Avaliam os possíveis efeitos de uma substância no sistema reprodutivo de machos e fêmeas, na maturação pós-natal e na capacidade reprodutiva da prole. Envolvem estudos de multigerações, que fornecem informações sobre os seguintes desfechos: gametogênese, ciclo estral, comportamento de acasalamento, concepção, manutenção e duração da gestação, parto, tamanho da ninhada, morbidade neonatal, mortalidade, lactação, desmame, desenvolvimento da prole e órgãos-alvo na prole.

h) Toxicidade sobre o Desenvolvimento

Investigam os efeitos da exposição a uma substância do período de implantação através do período de organogênese. Protocolos mais recentes incluem o período fetal. Esses testes são realizados em duas espécies (uma roedora e outra não roedora) e devem avaliar os seguintes parâmetros: morte e reabsorção do embrião ou do feto, efeitos teratogênicos (malformações), retardo no crescimento ou atrasos específicos sobre o desenvolvimento e diminuição de capacidades funcionais pós-natal.

i) Estudos Específicos

Avaliam efeitos toxicológicos em situações específicas e incluem estudos de neurotoxicidade, imunotoxicidade e alergenicidade.
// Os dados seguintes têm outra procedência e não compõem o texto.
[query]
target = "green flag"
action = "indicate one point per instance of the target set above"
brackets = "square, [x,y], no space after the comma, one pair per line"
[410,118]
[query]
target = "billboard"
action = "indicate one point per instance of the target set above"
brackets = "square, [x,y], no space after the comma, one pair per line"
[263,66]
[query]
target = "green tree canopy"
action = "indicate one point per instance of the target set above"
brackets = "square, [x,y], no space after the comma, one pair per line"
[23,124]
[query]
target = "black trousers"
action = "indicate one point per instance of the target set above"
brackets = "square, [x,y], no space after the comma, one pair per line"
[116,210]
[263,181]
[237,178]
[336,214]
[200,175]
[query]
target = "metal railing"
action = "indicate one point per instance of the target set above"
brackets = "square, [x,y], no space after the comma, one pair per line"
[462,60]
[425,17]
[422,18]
Sua necessidade deve ser determinada, caso a caso.

4.3 Estudos em humanos

O delineamento dos estudos em humanos deve considerar: (a) a definição das doses; (b) a duração da administração; (c) o número de indivíduos; (d) o sexo dos indivíduos; e (e) a representatividade da população potencialmente exposta (ex. idade, genética, condição fisiológica, alimentação, estilo de vida).

Dentre os estudos incluem-se:

a) Curto prazo

Controle da exposição com administração de baixas doses não tóxicas, com monitoramento intensivo de desfechos, efeitos e segurança.

Fisiologia

Efeitos funcionais no trato gastrointestinal e em outros órgãos

Farmacologia

Interferência nas funções normais e identificação de efeitos adversos

Bioquímica

Mecanismo de ação metabólica e identificação dos mecanismos dos efeitos adversos (ex. inibição enzimática)

Toxicocinética (ADME)

Imunologia

Efeitos sobre ou via sistema imune e identificação de efeitos adversos (ex. alergias)

Nutrição

Efeitos nos níveis séricos de nutrientes ou de outros marcadores e interferência nos processos nutricionais (ex. absorção de nutrientes).

Toxicologia

Baixa exposição de duração limitada, utilizando biomarcadores.

b) Longo prazo

Na população geral ou em subgrupos específicos. Avalia a exposição via matriz alimentar e métodos convencionais de preparo

Epidemiológico

Relatos de caso, caso-controle, estudos de coorte etc. Identificação e caracterização de efeitos adversos

Toxicológico

Comprovação da segurança de uso baseados em estudos clínicos randomizados e controlados conduzidos.

4.4 Evidências sobre histórico de uso

O histórico de uso pode ser demonstrado a partir da combinação de evidências científicas, registros históricos, informações comerciais oficiais de produção e vendas durante determinado período, dados de pesquisas sobre aquisição ou consumo alimentar e documentos publicados por autoridades internacionais, que atestem o consumo do alimento, por determinada população, durante duas ou mais gerações, nas condições propostas.

5. FORMA E PRAZO DE PARTICIPAÇÃO

O prazo para envio das contribuições é até 19 de julho 2019.

Os dados devem ser encaminhados, de forma eletrônica, para o e-mail: cp.geare@anvisa.gov.br, com a identificação do nome do participante, da instituição que representa e e-mail e telefone de contato.

Os participantes poderão ser consultados posteriormente pela Gerência-Geral de Alimentos, caso seja necessário o envio de dados complementares ou esclarecimentos sobre as informações aportadas.

Este conteúdo não substitui o publicado na versão certificada.